Financial literacy presents a huge challenge for college students, especially when its been painfully absent from required curricula for their entire educational career. However, California is growing closer to making these classes a part of the required coursework for at least one semester. This information is vital to student success as they graduate high school or college and go out into the workforce being left in the dark for far too long. Financial health and knowledge could not be more important to navigate everything from credit cards to taxes.
State lawmakers are exploring several options to do this, including pushing Assembly Bill 2927 and a November ballot initiative. While the passage of AB 2927 would push the ballot initiative aside, pursuing that avenue holds promise, as a 2023 Binder Research poll states approximately 4 out of 5 California voters supporting the initiative.
The course itself would include topics such as budgeting skills, building good credit, predatory loan practices, college financing, taxes, financial scams and identity theft. These are real-world issues that students need and deserve to be prepared for. Extensive research has found substantial benefits to finance education, including decreased defaulting and improved credit scores for young adults. It has also made it more likely that students apply for financial aid in college rather than taking out private loans, hurting their financial well-being. A study touted by Californians for Financial Education (CFE), which has been a driving force behind this movement, found that there is a $127,000 lifetime benefit to California students taking a high school personal finance course.
This is not a course requirement that has no basis in reality. These high school students are going to have to file taxes, deal with debt and budget. The fact that this course is not already considered important enough to be mandatory is nonsensical. Entering adulthood is already a daunting task, and the prospect of being thrown into the deep end of finances needs to be addressed.
A 2022 report by the TIAA Institute and the Global Financial Literacy Excellence Center at the George Washington University School of Business paints a concerning picture. It places Gen Z, the youngest group examined in the report, in a poor position when it comes to financial literacy, with a mere 43% accuracy rate on finance-related questions. Sadly, older generations, such as Millennials and Baby Boomers, did not score impressively better. This is not a problem with a singular age group, it is a fundamental issue with how the state has chosen to educate students on their financial options and decisions. California is plainly behind with only 1% of students being required to take a single semester of personal finance as compared to a 50% average nationally.
California has been given a failing grade by the Center for Financial Literacy at Champlain College as, “Personal finance is not included in the graduation requirements, either as a stand-alone course or embedded in another course, and schools are not required to offer financial literacy courses.” The gaping absence of this information in the California education system is central to the issue. With that absence, the situation cannot be expected to improve on its own. No one expects these students to figure out the Pythagorean Theorem on their own, and that has very little practical use for many students in their chosen fields. In contrast, financial literacy has practical importance to every single person — no matter their college major or future career.
There are concerns that, with California test scores in essential subjects lagging, adding to the diploma requirements could be disruptive and further deteriorate core subject learning. Recent state testing shows that less than half of students meet English standards, and less than a third meet Math standards.
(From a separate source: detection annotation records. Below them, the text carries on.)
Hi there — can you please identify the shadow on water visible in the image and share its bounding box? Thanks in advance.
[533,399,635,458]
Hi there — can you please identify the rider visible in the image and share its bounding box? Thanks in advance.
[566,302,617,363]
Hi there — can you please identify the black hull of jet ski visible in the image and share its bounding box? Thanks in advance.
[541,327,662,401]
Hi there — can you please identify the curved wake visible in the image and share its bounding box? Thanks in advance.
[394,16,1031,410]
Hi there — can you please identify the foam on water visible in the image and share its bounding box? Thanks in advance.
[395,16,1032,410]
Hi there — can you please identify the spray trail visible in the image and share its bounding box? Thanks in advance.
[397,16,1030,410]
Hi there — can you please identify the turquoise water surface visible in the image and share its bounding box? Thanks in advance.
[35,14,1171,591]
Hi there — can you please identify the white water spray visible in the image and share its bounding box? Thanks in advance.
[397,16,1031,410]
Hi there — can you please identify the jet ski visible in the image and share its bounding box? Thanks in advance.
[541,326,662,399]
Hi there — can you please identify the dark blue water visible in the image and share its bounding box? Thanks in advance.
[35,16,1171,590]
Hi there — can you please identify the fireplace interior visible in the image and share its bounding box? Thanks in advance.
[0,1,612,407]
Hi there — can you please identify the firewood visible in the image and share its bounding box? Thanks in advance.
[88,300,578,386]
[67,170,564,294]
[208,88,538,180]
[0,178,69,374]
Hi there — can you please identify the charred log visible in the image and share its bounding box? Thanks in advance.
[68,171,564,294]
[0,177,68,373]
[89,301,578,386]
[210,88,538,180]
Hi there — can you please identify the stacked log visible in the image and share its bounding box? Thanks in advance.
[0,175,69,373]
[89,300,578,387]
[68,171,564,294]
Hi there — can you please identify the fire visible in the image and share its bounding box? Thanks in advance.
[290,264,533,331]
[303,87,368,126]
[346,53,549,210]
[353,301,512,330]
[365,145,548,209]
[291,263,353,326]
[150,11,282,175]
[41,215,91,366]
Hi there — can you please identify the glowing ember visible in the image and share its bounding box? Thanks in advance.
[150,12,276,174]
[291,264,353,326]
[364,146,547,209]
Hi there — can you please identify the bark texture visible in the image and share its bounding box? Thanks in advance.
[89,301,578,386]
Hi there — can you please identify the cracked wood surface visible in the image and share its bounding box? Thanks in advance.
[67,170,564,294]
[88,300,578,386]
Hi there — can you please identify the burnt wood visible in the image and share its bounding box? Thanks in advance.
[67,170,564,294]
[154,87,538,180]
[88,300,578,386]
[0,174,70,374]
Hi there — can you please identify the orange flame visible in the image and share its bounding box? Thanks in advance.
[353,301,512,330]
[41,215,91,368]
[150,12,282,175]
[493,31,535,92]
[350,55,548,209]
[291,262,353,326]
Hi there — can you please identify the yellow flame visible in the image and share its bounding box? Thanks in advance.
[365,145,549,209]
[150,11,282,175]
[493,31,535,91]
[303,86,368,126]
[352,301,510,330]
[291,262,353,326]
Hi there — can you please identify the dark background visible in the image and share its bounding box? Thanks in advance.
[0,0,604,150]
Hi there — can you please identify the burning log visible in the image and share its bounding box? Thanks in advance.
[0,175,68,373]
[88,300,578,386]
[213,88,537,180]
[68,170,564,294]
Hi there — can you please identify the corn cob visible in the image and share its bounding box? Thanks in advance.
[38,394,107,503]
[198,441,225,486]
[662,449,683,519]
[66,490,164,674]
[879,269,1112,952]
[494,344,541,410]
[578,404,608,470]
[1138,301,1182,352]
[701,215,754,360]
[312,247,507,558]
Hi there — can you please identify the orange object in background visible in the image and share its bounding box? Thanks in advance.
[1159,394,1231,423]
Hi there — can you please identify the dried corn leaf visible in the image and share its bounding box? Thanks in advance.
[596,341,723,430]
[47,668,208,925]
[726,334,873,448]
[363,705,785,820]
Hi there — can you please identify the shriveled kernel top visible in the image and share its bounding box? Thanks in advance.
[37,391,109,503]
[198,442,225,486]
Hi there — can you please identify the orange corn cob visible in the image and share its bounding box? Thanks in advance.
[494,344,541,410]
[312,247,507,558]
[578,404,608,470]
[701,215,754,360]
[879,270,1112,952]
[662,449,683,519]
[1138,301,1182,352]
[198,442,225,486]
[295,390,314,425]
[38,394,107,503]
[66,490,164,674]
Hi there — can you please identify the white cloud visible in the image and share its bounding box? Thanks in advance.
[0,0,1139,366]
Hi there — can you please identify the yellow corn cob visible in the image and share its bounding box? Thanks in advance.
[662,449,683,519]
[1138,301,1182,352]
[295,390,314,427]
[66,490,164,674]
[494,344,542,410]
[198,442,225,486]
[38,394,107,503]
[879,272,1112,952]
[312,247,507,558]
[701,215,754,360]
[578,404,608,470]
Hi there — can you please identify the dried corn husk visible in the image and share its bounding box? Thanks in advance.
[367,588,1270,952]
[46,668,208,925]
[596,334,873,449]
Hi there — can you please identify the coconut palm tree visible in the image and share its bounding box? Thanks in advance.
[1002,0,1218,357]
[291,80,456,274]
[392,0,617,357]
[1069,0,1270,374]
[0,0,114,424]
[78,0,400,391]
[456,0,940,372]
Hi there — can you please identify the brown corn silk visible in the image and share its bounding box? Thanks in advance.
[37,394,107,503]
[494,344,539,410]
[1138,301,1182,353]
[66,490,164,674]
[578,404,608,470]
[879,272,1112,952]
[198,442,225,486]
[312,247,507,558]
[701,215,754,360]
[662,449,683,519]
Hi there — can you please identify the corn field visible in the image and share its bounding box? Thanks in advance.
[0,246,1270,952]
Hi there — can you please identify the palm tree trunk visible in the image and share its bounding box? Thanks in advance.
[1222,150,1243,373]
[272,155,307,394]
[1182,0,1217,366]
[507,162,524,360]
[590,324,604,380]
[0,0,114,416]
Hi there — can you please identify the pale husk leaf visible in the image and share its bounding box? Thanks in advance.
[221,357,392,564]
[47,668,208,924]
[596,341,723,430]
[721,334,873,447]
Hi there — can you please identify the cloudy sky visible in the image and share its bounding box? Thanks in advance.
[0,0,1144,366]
A number of efforts have been made to add courses to the state curriculum, including those on misinformation and ethnic studies, all of which add time to students’ course load and stress their time management. While these courses offer valuable information and learning, there needs to be more emphasis on how the actual burden of learning will be placed on students, especially if financial literacy courses are not added on their own but in conjunction with other new curricula. However, it is beyond reason that the state has not considered financial literacy to be essential.
This course has incredible implications for the development of critical thinking and building skills that students plainly need no matter what career path they pursue. It is universally necessary. Even one semester is insufficient to meet students’ needs and the gaps in the curriculum.
The addition of financial literacy to state graduation requirements has been necessary for much longer than Californians have struggled to make headway. The financial illiteracy of adults today is a testament to that fact and the benefits of such improvements are simply not outweighed by the many challenges implementing them presents.